While one can adjust the relative mix of cations (positive charges such as sodium, potassium, and magnesium) and the relative mix of anions (such as chloride, sulfate, bromide), one MUST always have the same number of total positive and total negative charges in a seawater sample to maintain charge neutrality.

Thus it is not possible to have sodium accumulating and/or chloride declining without something else happening. Assuming you maintain a fixed salinity by removing some salt water and replace with fresh, sodium will rise in relative terms to chloride and in absolute concentration, chloride will decline in relative terms to sodium, but will rise in absolute terms, and EVERYTHIGN else will fall in relative and absolute terms.

To put some numbers on this, I ran some calculations when designing my DIY two part. A number of assumptions went into this and the calculations should not be viewed as perfect, but dosing 1.1 dKH per day and maintaining salinity, sodium rises from 10,760 ppm to 11,010 ppm (2.3% rise), chloride declined from 19,350 ppm to 19,030 ppm (1.7% drop), and here's the kicker: sulfate dropped from 2710 to 2100 ppm, a drop of 22.5%, and that same ratio applies to all other ions not added or consumed by calcification (e.g., potassium).

Comment 3.

The most significant aspect of comment 2 is the fall of everything else, not the small changes in sodium relative to chloride. Thus important ions such as potassium, magnesium, sulfate, etc. all decline. The drop can be very substantial.

There are several ways to deal with this issue.

A. Adding all of these other ions into the alk and calcium parts. Then one will not have these other ions drop. ESV B-ionic takes this approach. Do they make an adjsutment to how these ions are supplied to also correct the small chloride to sodium imbalance, or maybe make it worse? I do not know, they have never said as far as I know, and maybe have not ever considered it. I think the latter is most likely.

B. One can make a salt mix leaving out all sodium chloride. It will still have sodium and chloride from parts of the needed ingredients (such as potassium chloride to add potassium). Adding this mix in an appropriate dose will eliminate the drop of all these other ions. Tropic Marin takes this approach with Balling Part C, and is why I recommend it to use with a DIY two part. Does it also correct for the small sodium and chloride imbalance? Like ESV B-ionic, it could, but I do not know the nitty gritty details of how it is formulated. For example, some could add potassium as potassium chloride, or as potassium sulfate or something else. My guess is that the mix is just ordinary salt mix with no sodium chloride, which solves the ion depression issue, but it is not trivial for me to determine what impact that has on the sodium to chloride ratio in Balling Part C.
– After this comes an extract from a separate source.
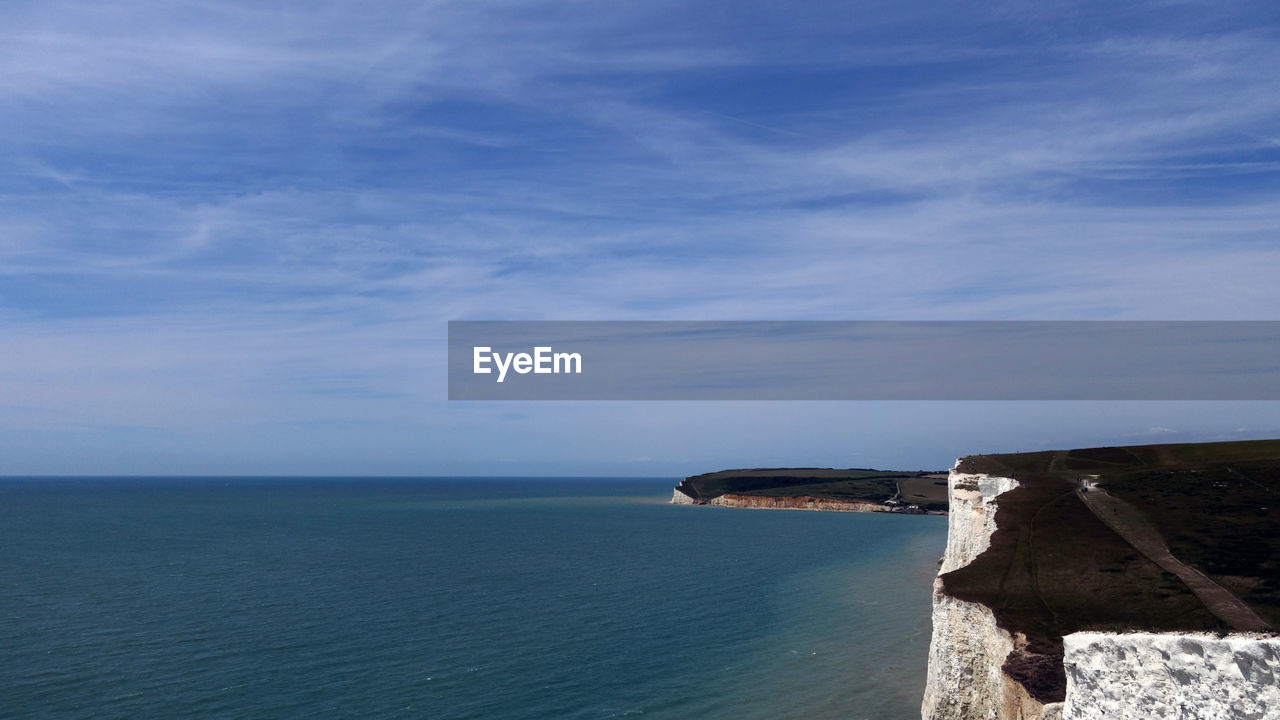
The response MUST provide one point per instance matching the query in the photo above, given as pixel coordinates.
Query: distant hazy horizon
(232, 236)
C. Final way to correct this issue is to do regular water changes. Aside from 100% changes, this method is not perfect, but it does go a long way to helping both issues (and, of course) can also be applied even with A or B are already used. Craig Bingman modeled these effects many years ago here:

Simulating the Effect of Calcium Chloride and Sodium Bicarbonate Additions on Reef Systems

Aquarium Frontiers On-Line: Biochemistry of Aquaria

Additional Simulations: The Combined Effect Of Calcium Chloride
/Sodium Bicarbonate Additions And Water Exchanges

Aquarium Frontiers Biochemistry of Aquaria

"If you stop doing partial water exchanges on a system managed even in part with pure calcium chloride and sodium bicarbonate, the composition of the water in the tank will continue to increasingly deviate from natural seawater."